Primero, los bloques de piedra de Gibraltar. Después, los alardes pacifistas de Putin y los bélicos de Obama. Más adelante, los independentistas y sus sueños. En medio, el fútbol, el básquet y Nadal. Entremedias, las fiestas patronales; que si un Cristo aquí y una Virgen allá.
No se puede decir que no nos tengan entretenidos. ¡El circo ha llegado a la ciudad! Y no sólo a una, sino a todas a la vez. (Esto sea dicho con el máximo de respeto a los circenses, cuya dura vida admiro y muchas veces me sobrecoge).

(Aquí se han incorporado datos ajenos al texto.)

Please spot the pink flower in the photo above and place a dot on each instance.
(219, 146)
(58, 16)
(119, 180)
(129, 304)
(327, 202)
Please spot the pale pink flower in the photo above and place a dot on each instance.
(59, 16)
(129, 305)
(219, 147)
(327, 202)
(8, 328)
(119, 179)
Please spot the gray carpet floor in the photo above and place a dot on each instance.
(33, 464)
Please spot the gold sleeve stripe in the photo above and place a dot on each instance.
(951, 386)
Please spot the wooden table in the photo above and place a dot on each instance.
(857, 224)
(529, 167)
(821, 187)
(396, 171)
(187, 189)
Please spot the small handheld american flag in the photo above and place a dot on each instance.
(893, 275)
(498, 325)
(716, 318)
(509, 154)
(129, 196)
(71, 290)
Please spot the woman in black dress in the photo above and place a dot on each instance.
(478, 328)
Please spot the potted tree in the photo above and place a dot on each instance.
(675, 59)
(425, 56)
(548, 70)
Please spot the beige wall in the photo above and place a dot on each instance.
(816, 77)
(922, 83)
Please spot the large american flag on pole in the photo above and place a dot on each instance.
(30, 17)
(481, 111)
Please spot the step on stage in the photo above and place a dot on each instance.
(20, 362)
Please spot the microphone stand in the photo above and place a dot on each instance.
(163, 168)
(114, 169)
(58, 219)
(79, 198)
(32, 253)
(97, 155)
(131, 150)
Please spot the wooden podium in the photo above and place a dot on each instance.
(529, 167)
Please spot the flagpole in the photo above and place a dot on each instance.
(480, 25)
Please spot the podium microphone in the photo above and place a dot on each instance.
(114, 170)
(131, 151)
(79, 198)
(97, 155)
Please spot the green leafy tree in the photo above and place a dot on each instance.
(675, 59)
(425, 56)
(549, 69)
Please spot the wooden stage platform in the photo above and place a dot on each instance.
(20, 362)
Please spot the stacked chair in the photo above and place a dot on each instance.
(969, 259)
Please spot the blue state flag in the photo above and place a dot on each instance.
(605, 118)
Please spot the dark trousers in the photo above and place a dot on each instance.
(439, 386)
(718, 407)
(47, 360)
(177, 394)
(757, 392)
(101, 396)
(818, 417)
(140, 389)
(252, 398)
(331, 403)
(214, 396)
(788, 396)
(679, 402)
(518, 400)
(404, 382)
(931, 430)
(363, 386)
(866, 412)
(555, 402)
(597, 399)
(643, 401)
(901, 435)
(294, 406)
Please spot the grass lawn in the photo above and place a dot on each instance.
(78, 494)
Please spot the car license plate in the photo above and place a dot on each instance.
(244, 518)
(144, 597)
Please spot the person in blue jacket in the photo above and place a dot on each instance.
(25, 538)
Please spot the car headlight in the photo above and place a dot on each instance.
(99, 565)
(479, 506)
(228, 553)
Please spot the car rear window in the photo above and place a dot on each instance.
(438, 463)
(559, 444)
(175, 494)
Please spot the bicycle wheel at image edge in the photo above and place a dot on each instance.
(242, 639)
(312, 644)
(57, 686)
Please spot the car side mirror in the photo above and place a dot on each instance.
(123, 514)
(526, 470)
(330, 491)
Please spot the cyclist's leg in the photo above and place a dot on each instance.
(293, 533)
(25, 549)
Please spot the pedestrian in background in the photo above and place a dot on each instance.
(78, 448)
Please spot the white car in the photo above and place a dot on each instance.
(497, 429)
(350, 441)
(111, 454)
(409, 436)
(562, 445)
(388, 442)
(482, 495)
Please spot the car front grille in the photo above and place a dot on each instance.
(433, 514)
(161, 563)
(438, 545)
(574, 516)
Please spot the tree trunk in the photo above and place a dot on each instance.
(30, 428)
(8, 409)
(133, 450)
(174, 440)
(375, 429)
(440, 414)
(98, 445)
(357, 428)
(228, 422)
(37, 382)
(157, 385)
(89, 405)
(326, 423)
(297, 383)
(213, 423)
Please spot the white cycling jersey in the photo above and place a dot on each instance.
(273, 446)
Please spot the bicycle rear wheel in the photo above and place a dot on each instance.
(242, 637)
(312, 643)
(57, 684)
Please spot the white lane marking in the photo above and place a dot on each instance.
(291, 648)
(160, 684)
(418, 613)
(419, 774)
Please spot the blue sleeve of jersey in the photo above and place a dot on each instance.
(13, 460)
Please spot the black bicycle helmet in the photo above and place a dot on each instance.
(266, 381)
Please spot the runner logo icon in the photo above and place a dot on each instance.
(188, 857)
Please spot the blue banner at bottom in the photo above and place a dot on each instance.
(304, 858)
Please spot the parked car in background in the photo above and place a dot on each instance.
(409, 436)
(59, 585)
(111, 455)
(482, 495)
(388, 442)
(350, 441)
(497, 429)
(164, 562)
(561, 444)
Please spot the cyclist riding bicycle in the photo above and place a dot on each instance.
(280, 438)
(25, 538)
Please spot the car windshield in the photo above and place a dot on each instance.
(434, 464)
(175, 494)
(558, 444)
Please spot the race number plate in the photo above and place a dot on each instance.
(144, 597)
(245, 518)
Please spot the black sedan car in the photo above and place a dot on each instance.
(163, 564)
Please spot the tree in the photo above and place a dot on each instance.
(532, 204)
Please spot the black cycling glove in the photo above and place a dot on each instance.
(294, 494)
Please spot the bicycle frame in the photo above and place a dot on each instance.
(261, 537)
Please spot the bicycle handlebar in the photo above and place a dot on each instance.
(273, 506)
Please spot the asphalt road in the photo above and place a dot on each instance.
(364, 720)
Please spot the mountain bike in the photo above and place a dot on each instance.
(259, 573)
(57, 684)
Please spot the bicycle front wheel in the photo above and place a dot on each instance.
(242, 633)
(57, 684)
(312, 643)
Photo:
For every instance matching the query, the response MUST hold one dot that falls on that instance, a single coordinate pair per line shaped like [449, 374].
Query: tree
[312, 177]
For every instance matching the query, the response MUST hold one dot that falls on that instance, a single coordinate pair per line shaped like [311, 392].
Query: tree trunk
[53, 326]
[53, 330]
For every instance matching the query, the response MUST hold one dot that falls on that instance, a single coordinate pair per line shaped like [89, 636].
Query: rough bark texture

En tanto estas distracciones se suceden, bien dosificadas, pues unas nos tocan al corazón, otras a los sentimientos patrios y la identidad (espacios sumamente sensibles), otras a los valores colectivos y las de más allá al ocio siempre necesario, junto con la bullanga y el ruido, los responsables (¿) de la res publica trabajan como chinos. Estrenan sus planes de estudio, al tiempo que echan a la calle a los interinos, no sacan plazas y demás, retocan las pensiones (lo de retocar es un decir), permiten que la deuda pública –pero ¿no estábamos en los recortes, la austeridad y la contención?- se dispare al 92% y pico del PIB, y en esa deuda pública los que más gastan son el gobierno central y las autonomías y, finalmente, echen las campanas al vuelo porque el paro bajó en 31 personas.
Señores/as: No cabe duda de que entre tanto circo, nos hemos olvidado del PAN.
Los sindicatos pían, pero la CEOE está encantada. Malo para las ovejas.
Y por si faltaba algo, estrenan, en la TVE que todos pagamos, un programa, por llamarlo algo, de caridad solidaria con los más desfavorecidos y anuncian otro para emprendedores: ¡Caramba, no me había dado cuenta, ahí está el pan!
El pan que en migajas les sobra a algunos y se reparte en un reality show. El estímulo a la creatividad en otro gran hermano de la empresa; esa de déjese usted los cuernos trabajando y ya veremos. Mientras, estará entretenido, si no gana para vivir. Y los demás mirando, como si fuéramos jubilados apoyados en la valla de una obra.
Miren ustedes, esto es una vergüenza ya de tal calibre que no me quedan palabras. Estoy hasta los pocos pelos que tengo. Primero creía que nos tomaban por tontos, hoy ya sé que, mal que me pese, somos definitivamente tontos o saben que lo somos.
Si al menos el circo fuera de calidad, no sería tan insultante que muchos estén al borde de la indigencia, que muchos estén ya al borde de la desesperación y que incluso los que tenemos un pasar digno, estemos asqueados y con ganas de emigrar.
Muchos se preguntan: ¿Qué país vamos a dejar a nuestros hijos y nietos? Yo me pregunto: ¿Qué se hizo del país en que viví, en el que trabajé, en el que salí de una dictadura hacia la democracia, en el que salimos hacia la igualdad y la justicia (aunque siempre deficientes), en el que construí una familia y me hice un hueco profesional?
No sólo el pan es malo, escaso y duro, el circo es aún peor.
Mientras, la gente se muere en Siria, los parados siguen en paro y a los viejos… que les den.